The x-axis is the number of periods and the y-axis represents the losses. We can see that both training and validation losses decrease with increasing epochs.

**6. Threshold**

We now have an autoencoder model. Now let’s use it to predict outliers.

First, we use .predict to get the reconstruction value for the test dataset containing the usual data points and outliers. In the next step, we calculate the loss value between the real and the reconstruction using the mean absolute error. After that, a threshold is set to detect outliers. This threshold may be based on percentile, standard deviation, or other methods. This stage is problem specific and different techniques are applied in the case. In this example, we use 98% loss as the threshold to identify 2% of the data as outliers.

`# for predict anomalies/outliers in the training dataset`

prediction = autoencoder.predict(X_test)

# for get the mean absolute error between actual and reconstruction/prediction

prediction_loss = tf.keras.losses.mae(prediction, X_test)

# for check the prediction loss threshold for 2% of outliers

loss_threshold = np.percentile(prediction_loss, 98)

print(f'The prediction loss threshold for 2% of outliers is {loss_threshold:.2f}')

# for visualize the threshold

sns.histplot(prediction_loss, bins=30, alpha=0.8)

plt.axvline(x=loss_threshold, color='orange')

The image below shows us that the prediction loss is close to a normal distribution, with an average of around 2.5. For 2% of outliers, the prediction loss threshold is approximately 3.5.

**7. Model Performance**

Based on the threshold we determined in the previous step, we estimated normal data points if the loss of prediction was less than the threshold. Otherwise, we predict the data point to be an outlier or anomaly. We’ll label 0 as the normal predictor and 1 as the outlier prediction to be consistent with the baseline truth label.

`# for control the model performance at 2% threshold`

threshold_prediction = [0 if i < loss_threshold else 1 for i in prediction_loss]

# for control the prediction performance

print(classification_report(y_test, threshold_prediction))

A recall value of 0.01 indicates that approximately 1% of outliers are caught by the autoencoder.
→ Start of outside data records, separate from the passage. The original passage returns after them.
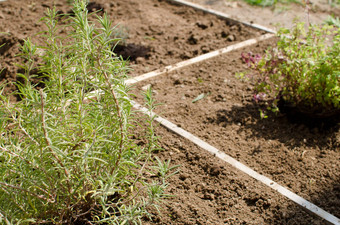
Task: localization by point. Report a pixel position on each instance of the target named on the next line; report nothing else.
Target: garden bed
(302, 157)
(207, 190)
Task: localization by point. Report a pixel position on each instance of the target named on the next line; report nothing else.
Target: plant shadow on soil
(293, 130)
(290, 129)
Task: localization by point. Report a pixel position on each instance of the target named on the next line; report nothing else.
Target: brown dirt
(274, 16)
(206, 190)
(303, 157)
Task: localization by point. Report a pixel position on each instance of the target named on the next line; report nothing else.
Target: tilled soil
(304, 157)
(206, 190)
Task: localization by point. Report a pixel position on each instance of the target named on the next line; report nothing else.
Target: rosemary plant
(66, 152)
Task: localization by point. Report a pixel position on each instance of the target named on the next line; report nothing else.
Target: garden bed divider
(238, 165)
(222, 15)
(197, 59)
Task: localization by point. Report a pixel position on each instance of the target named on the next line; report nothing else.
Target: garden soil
(301, 156)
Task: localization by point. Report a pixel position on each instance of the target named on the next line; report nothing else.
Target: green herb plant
(66, 149)
(303, 71)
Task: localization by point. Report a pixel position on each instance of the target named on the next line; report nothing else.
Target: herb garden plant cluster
(67, 154)
(73, 150)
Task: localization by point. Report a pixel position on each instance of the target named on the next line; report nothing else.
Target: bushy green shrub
(66, 148)
(303, 70)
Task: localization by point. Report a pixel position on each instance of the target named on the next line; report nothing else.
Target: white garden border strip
(199, 58)
(265, 180)
(222, 15)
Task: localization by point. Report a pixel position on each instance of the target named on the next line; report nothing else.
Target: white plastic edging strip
(265, 180)
(223, 15)
(197, 59)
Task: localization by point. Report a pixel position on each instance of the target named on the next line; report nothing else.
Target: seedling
(303, 71)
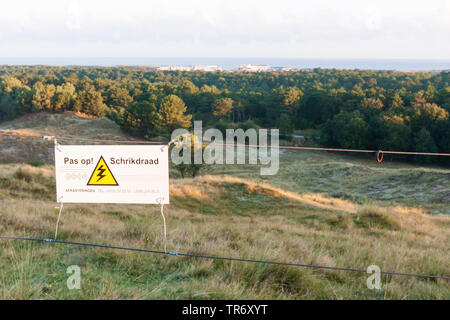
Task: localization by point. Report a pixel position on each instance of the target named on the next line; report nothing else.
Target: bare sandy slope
(17, 148)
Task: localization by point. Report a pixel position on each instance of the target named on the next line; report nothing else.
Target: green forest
(385, 110)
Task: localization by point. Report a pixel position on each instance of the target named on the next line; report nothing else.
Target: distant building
(188, 68)
(207, 68)
(253, 68)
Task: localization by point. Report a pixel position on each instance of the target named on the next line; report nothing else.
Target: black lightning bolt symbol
(100, 174)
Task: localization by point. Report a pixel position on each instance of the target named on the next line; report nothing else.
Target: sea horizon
(231, 63)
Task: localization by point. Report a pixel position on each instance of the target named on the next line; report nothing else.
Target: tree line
(367, 109)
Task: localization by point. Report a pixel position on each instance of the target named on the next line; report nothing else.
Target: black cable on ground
(193, 255)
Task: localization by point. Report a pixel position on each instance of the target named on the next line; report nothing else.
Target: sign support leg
(61, 205)
(161, 203)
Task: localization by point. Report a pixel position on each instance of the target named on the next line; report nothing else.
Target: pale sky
(410, 29)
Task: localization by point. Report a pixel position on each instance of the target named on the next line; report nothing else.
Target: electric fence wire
(62, 138)
(192, 255)
(203, 256)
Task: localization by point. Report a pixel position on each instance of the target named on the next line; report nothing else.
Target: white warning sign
(112, 174)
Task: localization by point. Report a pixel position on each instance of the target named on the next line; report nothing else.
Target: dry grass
(321, 208)
(220, 215)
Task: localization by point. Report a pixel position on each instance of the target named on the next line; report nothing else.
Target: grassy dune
(318, 210)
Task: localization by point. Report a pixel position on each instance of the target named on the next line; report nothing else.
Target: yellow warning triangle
(102, 176)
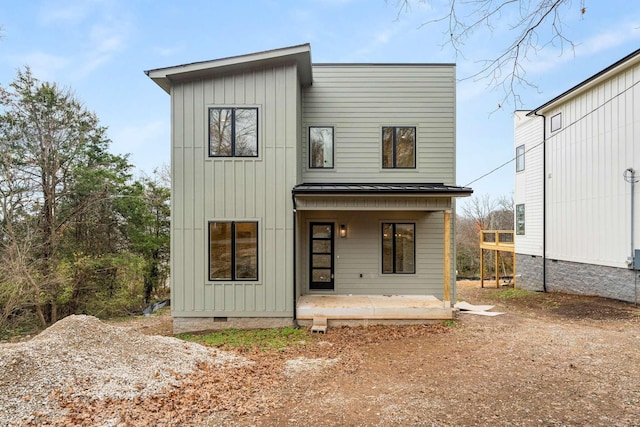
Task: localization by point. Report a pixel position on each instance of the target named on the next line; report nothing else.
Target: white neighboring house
(577, 158)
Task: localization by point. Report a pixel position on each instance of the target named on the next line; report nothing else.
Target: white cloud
(104, 42)
(148, 143)
(44, 66)
(64, 12)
Let’s look at the table below.

precision recall f1-score support0 0.99 0.98 0.98 198031 0.01 0.01 0.01 197accuracy 0.97 20000

macro avg 0.50 0.50 0.50 20000

weighted avg 0.98 0.97 0.98 20000

**Summary**

After determining our anomaly criteria, we divided the dataset in accordance with the modeling and set up the algorithm. After performing the training with normal data, we performed the test setup with abnormal data. And finally, we examined the model performance.

**References**

TensorFlow. 2022. *Intro to Autoencoders | TensorFlow Core*.

Blog.keras.io. 2022. *Building Autoencoders in Keras*.

Anomagram. 2022. *Anomagram: Interactive Visualization of Autoencoders*.

Note : Images belong to code outputs.